Rev Timoteo Pacitti
Passionist Priest

Alfonso Pacitti

12 Aug, 2013 10:52 am

First American Immigrant - Rev Timoteo Pacitti (b1839)

Timoteo Pacitti is recorded as one of the earliest US Pacitti immigrants. The 1870 Federal Census from the State of Maryland was enumerated on 5th August 1870. Timoteo Pacitti (aged 31, name given as Timothy) was recorded as a Catholic clergyman living within the newly formed St Joseph’s Monastery on Catherine Street, Irvington, Baltimore County, Maryland.

Archbishop Martin J. Spalding of Baltimore invited the Passionists to the Archdiocese in 1865, thereby establishing the fourth foundation of the Passionist Order in the United States. The Passionists were initially given charge of St. Agnes Parish in Catonsville. The grounds were not large enough for a monastery however, and shortly after their arrival, the Passionists relocated to a tract of land opposite Loudon Park in the Irvington area of Baltimore.

Realising the neighborhood was in need of a worship space, the Passionists built a small wooden church in the grove on the property.
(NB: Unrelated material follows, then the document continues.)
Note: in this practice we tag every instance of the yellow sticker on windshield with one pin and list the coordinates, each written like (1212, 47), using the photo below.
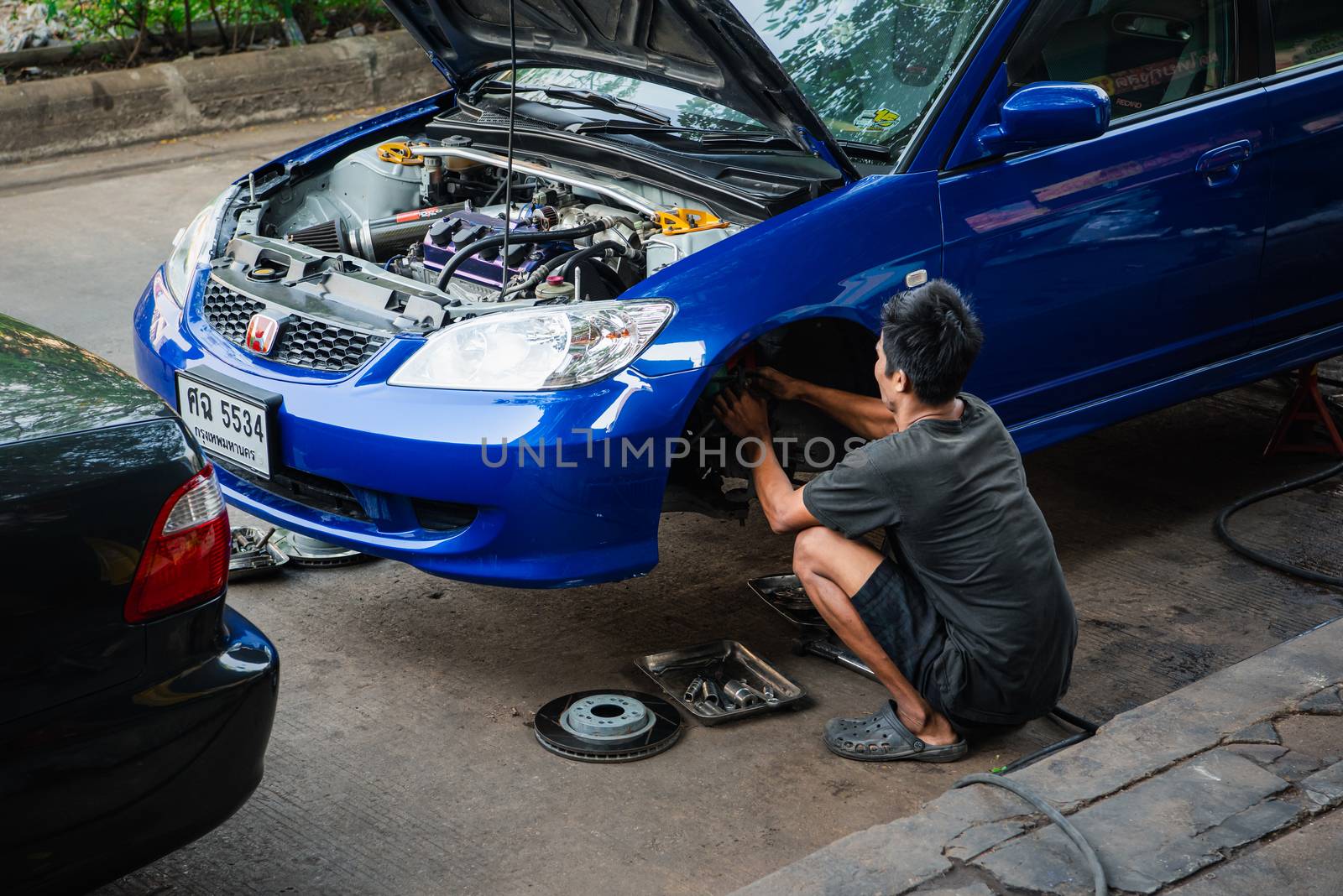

The "Church of the Passion", as it was called, faithfully served the community for years, and marked the beginning of what would eventually become St. Joseph's Monastery Parish.

Timothy was one of first ten priests from the US, Italy, Ireland and Bavaria living in the monastery. By the time of the next census in 1880, the Reverend Timothy had moved to West Bohoken, Hudson New Jersey where he was the abbot and leader of the monastery community of St Michael's (comprising 19 priests, 2 students and 12 other workers).
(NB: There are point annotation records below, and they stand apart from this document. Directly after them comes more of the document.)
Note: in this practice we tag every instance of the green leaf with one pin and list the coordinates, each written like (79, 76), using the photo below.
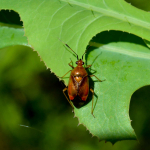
(12, 35)
(124, 64)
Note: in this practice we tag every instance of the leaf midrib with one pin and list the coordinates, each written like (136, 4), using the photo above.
(112, 14)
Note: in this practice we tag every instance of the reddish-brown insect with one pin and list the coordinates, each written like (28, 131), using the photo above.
(79, 82)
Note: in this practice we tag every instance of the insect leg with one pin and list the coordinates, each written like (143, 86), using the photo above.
(65, 89)
(96, 77)
(92, 101)
(66, 74)
(88, 66)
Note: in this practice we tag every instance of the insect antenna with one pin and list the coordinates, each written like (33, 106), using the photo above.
(85, 51)
(69, 47)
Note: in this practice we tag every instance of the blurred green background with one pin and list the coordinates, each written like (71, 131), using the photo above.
(34, 114)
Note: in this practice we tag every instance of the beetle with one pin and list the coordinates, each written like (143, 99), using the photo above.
(79, 81)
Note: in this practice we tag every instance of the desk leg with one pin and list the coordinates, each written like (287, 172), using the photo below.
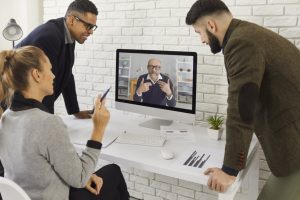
(249, 183)
(253, 178)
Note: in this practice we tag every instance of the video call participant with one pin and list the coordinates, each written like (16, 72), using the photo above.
(154, 87)
(36, 152)
(57, 39)
(263, 71)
His emergency passport application of 1893 provides some fascinating information about the Reverend Timothy. He was born 8th August 1839 at Atina, Italy and first arrived in the US on 10th December 1860 aboard the SS Fulton sailing from Le Havre. He was also naturalised as an American citizen in 1878. The passport application of 1893 was made in Mexico for the purpose of travelling to Spain and South America. He was described as 5ft 7in tall, high forehead, brown eyes, grecian nose, black hair, round face and beardless.

I have not been able to find any record of the Reverend Timoteo after 1893 so it is not known where and when he passed away.